You can't however round "up" and then be £35 down Confused

If we don't understand it it's no wonder your mates don't.

I guess if she truly believes she was £3.50 out of pocket you had "made" 3.5x5 = £17.50 which i suppose is not insignificant...

so YABU to not be clearer on the exact costs
but YANBU to be pissed off about it

montenuit · 28/07/2018 19:43

sorry, cross posts. Well done OP (and for keeping your cool)

RandomMess · 28/07/2018 19:43

Result Thanksshe's tight and now you all know!

bitmynailbrokemytooth · 28/07/2018 19:44

Please do what Tiptopj suggests. Pleeeeease.

Billyboo1 · 28/07/2018 19:47

I will always be clearer or in fact never do it again ha.

OP posts:
AWomanIsAnAdultHumanFemale · 28/07/2018 19:48

Good for you OP.

Lesson learned, don’t be responsible for group payments again! Grin

AWomanIsAnAdultHumanFemale · 28/07/2018 19:49

Xpost! Grin

Billyboo1 · 28/07/2018 19:49

Never!

OP posts:
Oblomov18 · 28/07/2018 19:54

Just write an explaining message now with all costs made clear. Simples.

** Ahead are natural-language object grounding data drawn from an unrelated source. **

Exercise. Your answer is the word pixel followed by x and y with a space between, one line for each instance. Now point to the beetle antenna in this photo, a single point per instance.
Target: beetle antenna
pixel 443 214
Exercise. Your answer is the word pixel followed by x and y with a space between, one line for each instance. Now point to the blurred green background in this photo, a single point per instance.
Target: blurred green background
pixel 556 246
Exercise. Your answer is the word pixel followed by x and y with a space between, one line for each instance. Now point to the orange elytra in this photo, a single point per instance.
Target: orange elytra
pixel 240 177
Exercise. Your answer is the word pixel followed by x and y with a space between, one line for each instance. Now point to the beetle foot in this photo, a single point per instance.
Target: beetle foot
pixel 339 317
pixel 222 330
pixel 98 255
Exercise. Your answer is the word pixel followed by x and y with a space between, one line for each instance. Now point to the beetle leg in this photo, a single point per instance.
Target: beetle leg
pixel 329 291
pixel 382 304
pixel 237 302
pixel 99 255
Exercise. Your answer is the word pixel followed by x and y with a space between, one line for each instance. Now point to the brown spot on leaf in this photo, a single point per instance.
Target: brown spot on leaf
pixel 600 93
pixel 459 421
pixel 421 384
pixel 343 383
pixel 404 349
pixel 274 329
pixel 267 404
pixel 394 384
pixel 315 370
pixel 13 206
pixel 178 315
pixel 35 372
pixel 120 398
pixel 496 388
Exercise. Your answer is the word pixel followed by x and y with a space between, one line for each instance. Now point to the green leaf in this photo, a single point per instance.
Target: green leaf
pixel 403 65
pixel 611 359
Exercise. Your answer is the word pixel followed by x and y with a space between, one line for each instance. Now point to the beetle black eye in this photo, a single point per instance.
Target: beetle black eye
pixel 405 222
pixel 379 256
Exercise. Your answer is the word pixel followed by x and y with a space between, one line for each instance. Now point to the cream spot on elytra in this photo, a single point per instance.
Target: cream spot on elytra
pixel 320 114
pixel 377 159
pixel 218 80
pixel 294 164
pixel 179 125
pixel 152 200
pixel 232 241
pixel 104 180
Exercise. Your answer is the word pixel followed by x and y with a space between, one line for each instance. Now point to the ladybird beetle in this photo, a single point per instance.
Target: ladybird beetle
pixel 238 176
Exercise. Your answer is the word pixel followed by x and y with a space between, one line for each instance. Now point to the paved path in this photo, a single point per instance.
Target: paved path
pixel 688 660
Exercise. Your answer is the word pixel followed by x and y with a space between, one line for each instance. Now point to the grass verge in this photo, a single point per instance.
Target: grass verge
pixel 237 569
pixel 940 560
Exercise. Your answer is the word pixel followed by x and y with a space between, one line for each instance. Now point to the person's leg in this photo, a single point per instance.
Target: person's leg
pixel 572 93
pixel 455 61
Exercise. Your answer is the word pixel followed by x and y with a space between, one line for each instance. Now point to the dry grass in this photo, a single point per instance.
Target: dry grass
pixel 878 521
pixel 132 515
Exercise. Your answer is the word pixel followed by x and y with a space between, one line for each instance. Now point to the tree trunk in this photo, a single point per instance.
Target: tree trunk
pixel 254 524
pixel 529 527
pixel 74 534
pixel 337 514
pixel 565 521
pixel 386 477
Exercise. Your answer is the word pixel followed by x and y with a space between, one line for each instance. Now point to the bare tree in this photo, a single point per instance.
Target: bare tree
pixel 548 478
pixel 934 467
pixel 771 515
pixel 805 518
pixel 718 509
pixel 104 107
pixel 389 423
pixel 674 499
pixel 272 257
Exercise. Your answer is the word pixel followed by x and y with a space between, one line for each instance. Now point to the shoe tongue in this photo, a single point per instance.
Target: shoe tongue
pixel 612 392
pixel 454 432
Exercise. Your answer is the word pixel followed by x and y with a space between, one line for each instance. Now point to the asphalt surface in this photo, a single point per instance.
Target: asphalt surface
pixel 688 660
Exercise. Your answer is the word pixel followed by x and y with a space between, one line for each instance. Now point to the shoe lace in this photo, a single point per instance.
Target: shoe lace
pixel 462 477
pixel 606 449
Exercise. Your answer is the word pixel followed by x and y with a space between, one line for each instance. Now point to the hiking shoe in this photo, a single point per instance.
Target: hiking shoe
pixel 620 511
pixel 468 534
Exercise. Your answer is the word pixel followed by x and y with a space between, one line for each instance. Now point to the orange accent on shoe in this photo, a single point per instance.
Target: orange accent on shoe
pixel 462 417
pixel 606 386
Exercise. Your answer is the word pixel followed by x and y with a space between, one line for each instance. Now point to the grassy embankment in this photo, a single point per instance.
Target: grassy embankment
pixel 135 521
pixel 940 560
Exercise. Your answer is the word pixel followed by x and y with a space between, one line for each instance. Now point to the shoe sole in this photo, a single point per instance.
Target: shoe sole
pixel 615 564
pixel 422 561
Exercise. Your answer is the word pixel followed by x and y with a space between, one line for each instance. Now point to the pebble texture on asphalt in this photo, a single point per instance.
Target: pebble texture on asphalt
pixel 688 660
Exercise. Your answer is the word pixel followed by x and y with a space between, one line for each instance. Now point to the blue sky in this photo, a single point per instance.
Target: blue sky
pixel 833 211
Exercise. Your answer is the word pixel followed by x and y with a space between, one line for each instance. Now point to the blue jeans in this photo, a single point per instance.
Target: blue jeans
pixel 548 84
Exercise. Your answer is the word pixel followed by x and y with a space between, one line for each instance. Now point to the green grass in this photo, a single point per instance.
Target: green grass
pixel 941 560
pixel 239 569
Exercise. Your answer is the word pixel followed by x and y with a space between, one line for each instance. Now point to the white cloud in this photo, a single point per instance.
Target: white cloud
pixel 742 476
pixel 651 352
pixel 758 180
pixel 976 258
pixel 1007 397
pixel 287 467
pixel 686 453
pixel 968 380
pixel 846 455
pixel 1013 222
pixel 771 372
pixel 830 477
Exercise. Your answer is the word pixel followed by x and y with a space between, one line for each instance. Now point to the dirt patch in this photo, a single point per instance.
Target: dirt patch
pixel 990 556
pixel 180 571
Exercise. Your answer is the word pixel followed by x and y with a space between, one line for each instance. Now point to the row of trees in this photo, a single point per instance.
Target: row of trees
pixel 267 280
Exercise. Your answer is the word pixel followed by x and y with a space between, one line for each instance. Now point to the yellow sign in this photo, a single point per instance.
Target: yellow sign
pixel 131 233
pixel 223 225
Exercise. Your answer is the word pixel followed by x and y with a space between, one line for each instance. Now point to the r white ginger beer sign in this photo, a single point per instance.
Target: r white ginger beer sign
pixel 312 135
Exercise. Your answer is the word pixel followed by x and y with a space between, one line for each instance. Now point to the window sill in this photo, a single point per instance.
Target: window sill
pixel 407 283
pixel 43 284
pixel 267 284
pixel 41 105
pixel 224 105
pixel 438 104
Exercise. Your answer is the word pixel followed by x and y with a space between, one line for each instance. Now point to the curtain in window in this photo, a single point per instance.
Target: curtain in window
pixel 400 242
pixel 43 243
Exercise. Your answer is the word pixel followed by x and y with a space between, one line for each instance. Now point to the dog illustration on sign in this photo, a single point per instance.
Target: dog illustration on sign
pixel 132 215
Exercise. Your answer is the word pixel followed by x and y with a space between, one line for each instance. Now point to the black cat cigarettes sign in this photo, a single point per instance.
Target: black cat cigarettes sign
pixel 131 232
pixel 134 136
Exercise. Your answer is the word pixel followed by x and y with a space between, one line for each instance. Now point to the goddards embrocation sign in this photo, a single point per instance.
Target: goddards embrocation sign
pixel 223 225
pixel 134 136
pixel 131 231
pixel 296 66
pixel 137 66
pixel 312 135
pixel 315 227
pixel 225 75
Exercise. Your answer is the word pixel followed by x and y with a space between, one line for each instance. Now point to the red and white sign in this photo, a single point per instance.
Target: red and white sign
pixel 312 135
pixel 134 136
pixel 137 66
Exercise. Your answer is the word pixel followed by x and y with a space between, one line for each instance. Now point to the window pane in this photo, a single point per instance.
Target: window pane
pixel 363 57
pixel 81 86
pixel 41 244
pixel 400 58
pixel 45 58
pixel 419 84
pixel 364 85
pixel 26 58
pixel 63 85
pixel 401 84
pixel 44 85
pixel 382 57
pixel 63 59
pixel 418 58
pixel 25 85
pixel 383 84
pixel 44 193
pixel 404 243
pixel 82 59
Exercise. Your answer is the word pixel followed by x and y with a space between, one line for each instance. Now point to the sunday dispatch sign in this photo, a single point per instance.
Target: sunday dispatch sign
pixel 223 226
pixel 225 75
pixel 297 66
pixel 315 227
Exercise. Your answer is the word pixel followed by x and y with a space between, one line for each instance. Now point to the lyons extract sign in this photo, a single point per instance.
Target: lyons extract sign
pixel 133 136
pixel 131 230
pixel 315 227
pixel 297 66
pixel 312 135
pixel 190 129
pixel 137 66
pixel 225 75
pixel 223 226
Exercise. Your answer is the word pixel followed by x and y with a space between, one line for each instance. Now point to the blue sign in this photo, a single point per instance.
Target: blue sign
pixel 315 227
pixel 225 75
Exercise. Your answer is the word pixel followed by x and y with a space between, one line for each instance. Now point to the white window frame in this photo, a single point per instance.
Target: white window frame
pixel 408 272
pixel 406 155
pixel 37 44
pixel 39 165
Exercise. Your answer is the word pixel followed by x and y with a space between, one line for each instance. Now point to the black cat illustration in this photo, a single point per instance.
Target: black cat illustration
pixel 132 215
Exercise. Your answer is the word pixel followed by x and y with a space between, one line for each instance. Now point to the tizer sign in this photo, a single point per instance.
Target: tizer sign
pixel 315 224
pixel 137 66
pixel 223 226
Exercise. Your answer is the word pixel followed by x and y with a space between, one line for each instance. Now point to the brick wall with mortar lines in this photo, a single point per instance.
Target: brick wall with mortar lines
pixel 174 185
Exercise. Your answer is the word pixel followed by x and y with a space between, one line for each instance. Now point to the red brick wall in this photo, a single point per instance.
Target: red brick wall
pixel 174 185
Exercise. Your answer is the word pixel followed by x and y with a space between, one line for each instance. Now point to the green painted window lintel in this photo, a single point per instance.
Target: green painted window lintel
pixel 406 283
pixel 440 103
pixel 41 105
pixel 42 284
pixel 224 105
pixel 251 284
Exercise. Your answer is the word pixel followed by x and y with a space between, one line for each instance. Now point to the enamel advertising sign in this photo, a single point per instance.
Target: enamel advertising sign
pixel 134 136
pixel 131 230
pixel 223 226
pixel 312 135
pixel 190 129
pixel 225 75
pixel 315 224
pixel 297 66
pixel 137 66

HowIWishYouWereHere · 28/07/2018 19:54

Well done op for clarifying and asking for a new figure. I agree, if she was freaking out over £3.50 and nobody stepped in to say “I don’t care about a £3.50 overcharge”, you are right to adjust the amount to make it completely fair. If it’s a fair and even split they want, a fair and even split is what they should get 🤷‍♀️.

gottastopeatingchocolate · 28/07/2018 20:02

I think you did right, OP.
try not to let the pettiness of one ruin the trip!

Billyboo1 · 28/07/2018 20:04

She clearly suspected i was lying. They are serviced apartments and are now for whatever reason £20 cheaper for the weekend we are going. They are all pay palling the extra key charge and I've made a point of highlighting that no one was charged 3.50 more. I might accidently cause £3.50 ,worth of vodka related damage to her tacky shoes ha ,(joke,,,)

OP posts:
abilockhart · 28/07/2018 20:10

Most of your 'fucking fury' was caused by your own lack of organisation. If you had sorted the finances properly in the first place, you would have avoided these problems.

Anonymumm · 28/07/2018 20:13

How frustrating - this would really grind my gears!

As others have suggested, definitely let them know you're out of pocket - I'd go back and say

"I was worried I'd miscalculated when you said that, I'd hate for anyone to be out of pocket (including myself!) so I've just double checked everything and I've realised that I've actually undercharged you all - I've screenshot all the confirmations - we can sort it all out when we get there (works out at £35, so a fiver each) Looking forward to our weekend away"

Don't let it take the shine off your weekend away (and yes, I do think she's being a tight B, you've organised it all!)

In my experience, these things never go without a little blip somewhere along the way, you can't please all of the people, all of the time.